Best Cat Water Fountains for Cats Who Ignore Bowls

cat water fountain

Some of the links in this post are affiliate links, which means we may earn a small commission at no extra cost to you. Every purr-chase helps keep two very demanding cats in treats. Thank you for your support!

The title of this article is almost a misnomer. The best cat water fountain, as in a cat’s favorite thing that dispenses water? lol. Does such a thing even exist? We all know cats and water are not always friends, so to think they can have a favorite object that dispenses water feels like a lie. LOL. But alas, it can happen! We’ve used water fountains since I can remember, mostly because Thelma and Louis got into a very annoying habit of knocking over every water bowl they saw as kittens, because let’s admit it: I’m sure it was fun.

Over the years we’ve gone through a few of them. Most were fine, the cats drank from them and they did the job, but they were all plastic, and plastic is the thing to watch, because mold forms down in the crevices you can’t really get to.

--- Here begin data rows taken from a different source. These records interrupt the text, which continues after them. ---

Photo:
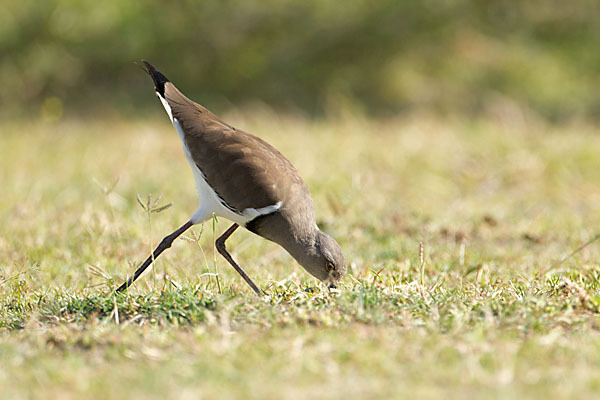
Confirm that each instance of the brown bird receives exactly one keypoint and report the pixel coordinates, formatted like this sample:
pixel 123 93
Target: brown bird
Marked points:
pixel 244 179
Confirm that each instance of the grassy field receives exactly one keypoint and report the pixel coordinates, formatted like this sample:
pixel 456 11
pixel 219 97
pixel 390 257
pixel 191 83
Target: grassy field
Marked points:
pixel 503 304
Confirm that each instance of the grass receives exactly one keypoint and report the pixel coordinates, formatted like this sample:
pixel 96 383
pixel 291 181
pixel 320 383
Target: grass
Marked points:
pixel 494 304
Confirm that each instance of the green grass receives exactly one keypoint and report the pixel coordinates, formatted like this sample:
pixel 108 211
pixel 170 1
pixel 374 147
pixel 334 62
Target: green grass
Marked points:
pixel 497 203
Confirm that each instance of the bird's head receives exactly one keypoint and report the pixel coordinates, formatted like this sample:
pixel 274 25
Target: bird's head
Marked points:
pixel 327 263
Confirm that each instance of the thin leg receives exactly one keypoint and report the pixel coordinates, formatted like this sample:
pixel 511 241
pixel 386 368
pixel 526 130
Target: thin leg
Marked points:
pixel 221 247
pixel 164 244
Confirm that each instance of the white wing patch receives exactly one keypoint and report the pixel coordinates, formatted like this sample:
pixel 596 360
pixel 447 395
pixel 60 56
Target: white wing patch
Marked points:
pixel 210 203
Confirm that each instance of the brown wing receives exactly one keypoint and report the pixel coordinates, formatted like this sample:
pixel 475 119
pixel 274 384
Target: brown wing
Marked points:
pixel 243 169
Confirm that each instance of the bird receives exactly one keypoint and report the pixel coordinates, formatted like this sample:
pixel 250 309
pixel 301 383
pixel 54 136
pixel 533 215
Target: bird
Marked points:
pixel 242 178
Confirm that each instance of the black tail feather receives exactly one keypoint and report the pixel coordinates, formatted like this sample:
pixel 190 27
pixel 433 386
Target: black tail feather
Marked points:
pixel 158 78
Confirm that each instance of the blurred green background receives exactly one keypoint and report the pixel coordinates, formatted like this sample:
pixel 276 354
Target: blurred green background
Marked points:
pixel 75 57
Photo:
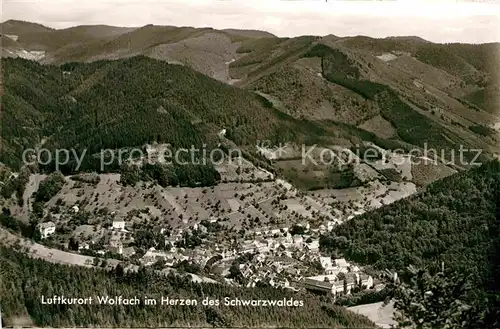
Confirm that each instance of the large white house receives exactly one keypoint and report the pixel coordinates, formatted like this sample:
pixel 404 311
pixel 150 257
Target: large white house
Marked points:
pixel 46 229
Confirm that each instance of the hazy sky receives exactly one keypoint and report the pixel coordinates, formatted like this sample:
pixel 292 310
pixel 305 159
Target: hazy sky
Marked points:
pixel 436 20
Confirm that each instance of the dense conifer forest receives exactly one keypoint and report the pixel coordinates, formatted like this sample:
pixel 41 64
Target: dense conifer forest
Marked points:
pixel 24 280
pixel 450 233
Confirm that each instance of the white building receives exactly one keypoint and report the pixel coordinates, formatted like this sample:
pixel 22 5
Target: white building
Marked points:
pixel 47 229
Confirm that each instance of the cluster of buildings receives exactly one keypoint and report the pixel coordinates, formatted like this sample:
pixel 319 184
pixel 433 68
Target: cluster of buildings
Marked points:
pixel 270 256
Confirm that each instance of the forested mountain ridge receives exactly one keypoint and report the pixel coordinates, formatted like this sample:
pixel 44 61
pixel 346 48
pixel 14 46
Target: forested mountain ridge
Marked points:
pixel 455 221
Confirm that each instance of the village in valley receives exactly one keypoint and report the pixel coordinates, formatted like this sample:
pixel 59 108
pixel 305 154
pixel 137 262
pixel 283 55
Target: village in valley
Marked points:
pixel 250 229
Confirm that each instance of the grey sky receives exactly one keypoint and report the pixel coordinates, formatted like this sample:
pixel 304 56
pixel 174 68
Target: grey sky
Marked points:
pixel 437 20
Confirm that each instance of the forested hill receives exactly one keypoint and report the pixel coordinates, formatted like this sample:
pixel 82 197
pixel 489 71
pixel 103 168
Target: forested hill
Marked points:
pixel 25 280
pixel 455 221
pixel 131 102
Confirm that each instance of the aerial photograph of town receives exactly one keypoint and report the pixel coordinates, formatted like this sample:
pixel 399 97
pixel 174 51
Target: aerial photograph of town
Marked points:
pixel 249 164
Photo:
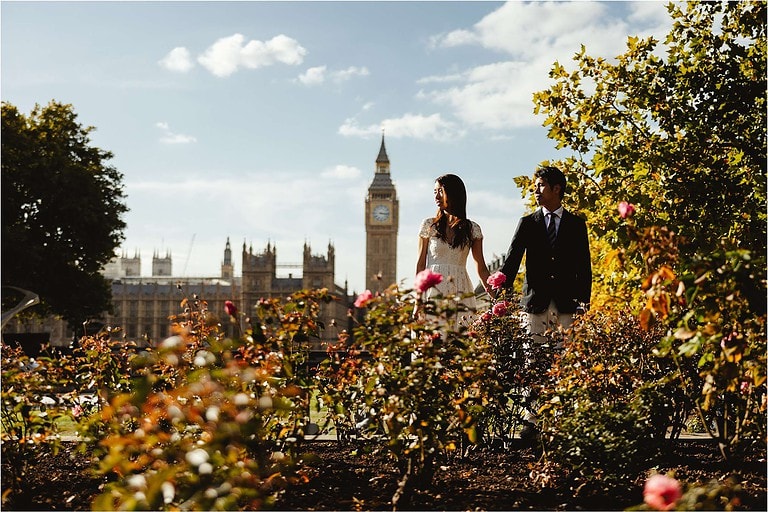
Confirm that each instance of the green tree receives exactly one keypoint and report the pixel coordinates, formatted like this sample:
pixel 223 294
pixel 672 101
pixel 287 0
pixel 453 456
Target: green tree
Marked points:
pixel 679 131
pixel 682 137
pixel 61 211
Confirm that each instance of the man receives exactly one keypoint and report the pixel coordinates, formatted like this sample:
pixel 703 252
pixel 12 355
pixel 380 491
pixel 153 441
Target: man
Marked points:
pixel 558 270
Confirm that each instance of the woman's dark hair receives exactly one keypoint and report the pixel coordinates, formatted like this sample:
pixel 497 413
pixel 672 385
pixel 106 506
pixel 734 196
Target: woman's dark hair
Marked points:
pixel 456 194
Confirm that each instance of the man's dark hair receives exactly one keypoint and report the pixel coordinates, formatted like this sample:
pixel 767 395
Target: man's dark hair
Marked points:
pixel 553 176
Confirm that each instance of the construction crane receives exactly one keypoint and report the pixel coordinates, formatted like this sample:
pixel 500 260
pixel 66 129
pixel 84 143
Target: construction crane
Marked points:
pixel 189 254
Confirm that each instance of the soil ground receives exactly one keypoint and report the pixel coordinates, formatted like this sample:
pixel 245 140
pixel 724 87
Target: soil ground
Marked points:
pixel 348 479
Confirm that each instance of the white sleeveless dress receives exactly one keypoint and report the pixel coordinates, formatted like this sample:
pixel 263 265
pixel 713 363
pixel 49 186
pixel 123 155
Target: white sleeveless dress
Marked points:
pixel 451 263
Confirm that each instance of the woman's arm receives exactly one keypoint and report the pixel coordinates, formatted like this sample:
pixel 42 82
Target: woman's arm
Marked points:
pixel 421 262
pixel 482 268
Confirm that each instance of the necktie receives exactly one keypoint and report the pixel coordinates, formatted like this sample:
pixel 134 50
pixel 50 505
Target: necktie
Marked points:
pixel 551 232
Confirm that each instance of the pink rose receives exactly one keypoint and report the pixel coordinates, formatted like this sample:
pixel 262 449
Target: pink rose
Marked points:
pixel 363 299
pixel 426 279
pixel 626 209
pixel 496 280
pixel 499 309
pixel 661 492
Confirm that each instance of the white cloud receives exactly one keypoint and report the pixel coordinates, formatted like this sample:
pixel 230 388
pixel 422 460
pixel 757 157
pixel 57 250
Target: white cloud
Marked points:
pixel 177 60
pixel 350 72
pixel 228 54
pixel 342 172
pixel 313 76
pixel 168 137
pixel 417 126
pixel 534 35
pixel 317 75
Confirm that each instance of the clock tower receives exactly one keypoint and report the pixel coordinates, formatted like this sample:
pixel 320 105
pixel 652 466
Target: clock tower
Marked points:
pixel 381 221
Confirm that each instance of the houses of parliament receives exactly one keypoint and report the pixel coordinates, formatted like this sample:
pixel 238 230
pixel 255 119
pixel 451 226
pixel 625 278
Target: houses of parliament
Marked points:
pixel 142 305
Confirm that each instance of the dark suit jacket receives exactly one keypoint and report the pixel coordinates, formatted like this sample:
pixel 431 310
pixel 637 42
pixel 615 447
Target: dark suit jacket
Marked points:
pixel 562 273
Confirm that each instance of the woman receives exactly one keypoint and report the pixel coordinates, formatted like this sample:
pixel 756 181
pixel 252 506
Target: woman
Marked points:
pixel 446 240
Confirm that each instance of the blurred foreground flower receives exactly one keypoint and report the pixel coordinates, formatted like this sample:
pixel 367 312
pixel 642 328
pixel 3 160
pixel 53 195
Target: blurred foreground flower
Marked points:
pixel 496 280
pixel 662 492
pixel 363 299
pixel 626 209
pixel 426 279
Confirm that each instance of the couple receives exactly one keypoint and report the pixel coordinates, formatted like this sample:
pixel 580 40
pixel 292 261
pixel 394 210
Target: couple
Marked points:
pixel 558 272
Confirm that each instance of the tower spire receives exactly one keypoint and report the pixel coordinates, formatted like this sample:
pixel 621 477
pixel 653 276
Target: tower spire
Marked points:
pixel 382 158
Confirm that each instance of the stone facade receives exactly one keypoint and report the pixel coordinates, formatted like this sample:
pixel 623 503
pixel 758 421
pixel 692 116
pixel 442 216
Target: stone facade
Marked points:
pixel 143 305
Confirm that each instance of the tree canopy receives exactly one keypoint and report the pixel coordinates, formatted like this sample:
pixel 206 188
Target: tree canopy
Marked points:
pixel 679 131
pixel 61 211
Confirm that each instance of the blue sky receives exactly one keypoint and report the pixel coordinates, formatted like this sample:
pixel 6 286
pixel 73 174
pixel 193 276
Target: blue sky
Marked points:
pixel 261 121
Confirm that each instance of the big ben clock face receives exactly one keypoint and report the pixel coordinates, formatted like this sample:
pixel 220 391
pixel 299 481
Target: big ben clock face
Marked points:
pixel 381 213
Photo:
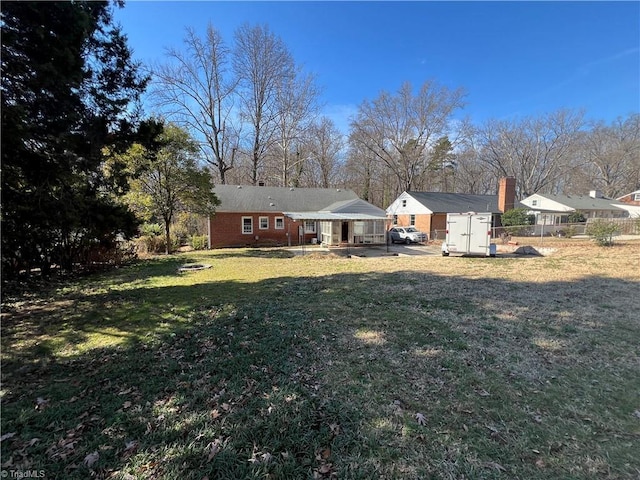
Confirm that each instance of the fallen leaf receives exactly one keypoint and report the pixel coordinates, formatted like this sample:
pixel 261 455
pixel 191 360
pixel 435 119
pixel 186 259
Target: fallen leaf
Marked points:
pixel 91 459
pixel 324 469
pixel 130 448
pixel 495 465
pixel 213 449
pixel 6 436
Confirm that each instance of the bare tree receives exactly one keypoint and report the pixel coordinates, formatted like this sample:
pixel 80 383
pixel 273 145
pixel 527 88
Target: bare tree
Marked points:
pixel 536 151
pixel 296 107
pixel 325 144
pixel 398 129
pixel 263 63
pixel 195 89
pixel 612 156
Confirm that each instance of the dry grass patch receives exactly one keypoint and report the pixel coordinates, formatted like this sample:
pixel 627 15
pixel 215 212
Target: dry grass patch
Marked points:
pixel 268 365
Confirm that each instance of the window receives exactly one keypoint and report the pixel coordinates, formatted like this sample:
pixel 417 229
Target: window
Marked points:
pixel 309 226
pixel 247 224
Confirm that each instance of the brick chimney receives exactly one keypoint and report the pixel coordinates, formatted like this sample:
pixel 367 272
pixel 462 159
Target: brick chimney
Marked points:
pixel 506 194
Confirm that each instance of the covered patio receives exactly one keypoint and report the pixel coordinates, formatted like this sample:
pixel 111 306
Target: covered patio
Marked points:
pixel 346 223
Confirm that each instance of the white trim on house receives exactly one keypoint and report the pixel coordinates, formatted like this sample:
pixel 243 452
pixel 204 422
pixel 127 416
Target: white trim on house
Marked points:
pixel 244 225
pixel 411 206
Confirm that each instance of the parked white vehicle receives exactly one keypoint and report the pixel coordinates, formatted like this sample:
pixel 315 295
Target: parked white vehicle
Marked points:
pixel 407 235
pixel 469 234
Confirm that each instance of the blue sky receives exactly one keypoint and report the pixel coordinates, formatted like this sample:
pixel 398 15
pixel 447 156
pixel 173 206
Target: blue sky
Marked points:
pixel 514 59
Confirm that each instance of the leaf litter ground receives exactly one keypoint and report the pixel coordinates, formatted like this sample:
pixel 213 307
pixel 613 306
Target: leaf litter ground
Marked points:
pixel 269 365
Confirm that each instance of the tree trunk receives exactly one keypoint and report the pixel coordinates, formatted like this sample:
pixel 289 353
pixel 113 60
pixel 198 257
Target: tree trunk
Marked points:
pixel 167 235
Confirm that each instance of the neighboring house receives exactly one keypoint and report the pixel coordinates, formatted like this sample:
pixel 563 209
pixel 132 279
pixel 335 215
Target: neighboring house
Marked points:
pixel 631 203
pixel 427 211
pixel 555 209
pixel 262 216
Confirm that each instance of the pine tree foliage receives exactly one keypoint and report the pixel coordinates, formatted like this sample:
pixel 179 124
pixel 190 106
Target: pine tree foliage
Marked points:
pixel 68 85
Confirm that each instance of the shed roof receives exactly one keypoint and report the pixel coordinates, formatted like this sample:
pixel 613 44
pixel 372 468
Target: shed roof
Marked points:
pixel 356 209
pixel 249 198
pixel 583 202
pixel 439 202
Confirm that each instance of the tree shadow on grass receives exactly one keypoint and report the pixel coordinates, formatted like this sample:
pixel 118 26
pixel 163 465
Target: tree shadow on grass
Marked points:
pixel 301 376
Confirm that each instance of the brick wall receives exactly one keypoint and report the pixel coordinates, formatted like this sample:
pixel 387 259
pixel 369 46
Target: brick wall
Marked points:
pixel 422 223
pixel 226 231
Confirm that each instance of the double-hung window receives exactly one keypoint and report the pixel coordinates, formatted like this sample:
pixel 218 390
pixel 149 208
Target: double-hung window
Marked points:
pixel 247 225
pixel 309 226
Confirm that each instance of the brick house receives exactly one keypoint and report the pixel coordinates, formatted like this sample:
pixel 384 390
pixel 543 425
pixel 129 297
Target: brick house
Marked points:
pixel 631 203
pixel 272 216
pixel 427 211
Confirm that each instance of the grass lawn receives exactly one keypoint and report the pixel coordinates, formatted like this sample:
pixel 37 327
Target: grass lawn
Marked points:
pixel 269 365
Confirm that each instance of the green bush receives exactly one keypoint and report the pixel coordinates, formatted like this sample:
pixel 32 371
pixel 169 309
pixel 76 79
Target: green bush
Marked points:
pixel 602 232
pixel 576 217
pixel 199 242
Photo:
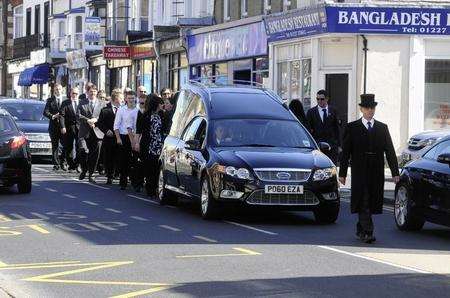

The one we use now has a stainless steel basin, and that’s the whole reason I like it. I’ve never found mold in its crevices. A little still shows up on some of the parts, but it gets filtered out, so that makes me feel good.

What cat owners actually report

We’re not the only ones who landed on “the material matters more than anything.” Here’s what owners say:

“I have a stainless steel one and clean it once a week and take the pump apart and clean that 1-2 times a month and it gets gross but not as gross as I would say as the plastic ones I’ve had in the past.”

— via Reddit.com

“The water fountain is 100% worth it. Stays cleaner and gets my cats to drink SO much more water. My older cat especially has a real thing about moving water. We used to have to let the bathroom sink drip constantly and I hated that.”

— via Reddit.com

“TBH this will be driven by your cat’s preferences so you might need to try a few models before you’re successful.”

— via Reddit.com

Why Cats Prefer Moving Water

The most common theory: in the wild, still water sources are more likely to be stagnant or contaminated. Moving water, streams, runoff, is fresher and safer. Cats evolved a preference for it, and that instinct persists in apartment cats who have never seen a stream.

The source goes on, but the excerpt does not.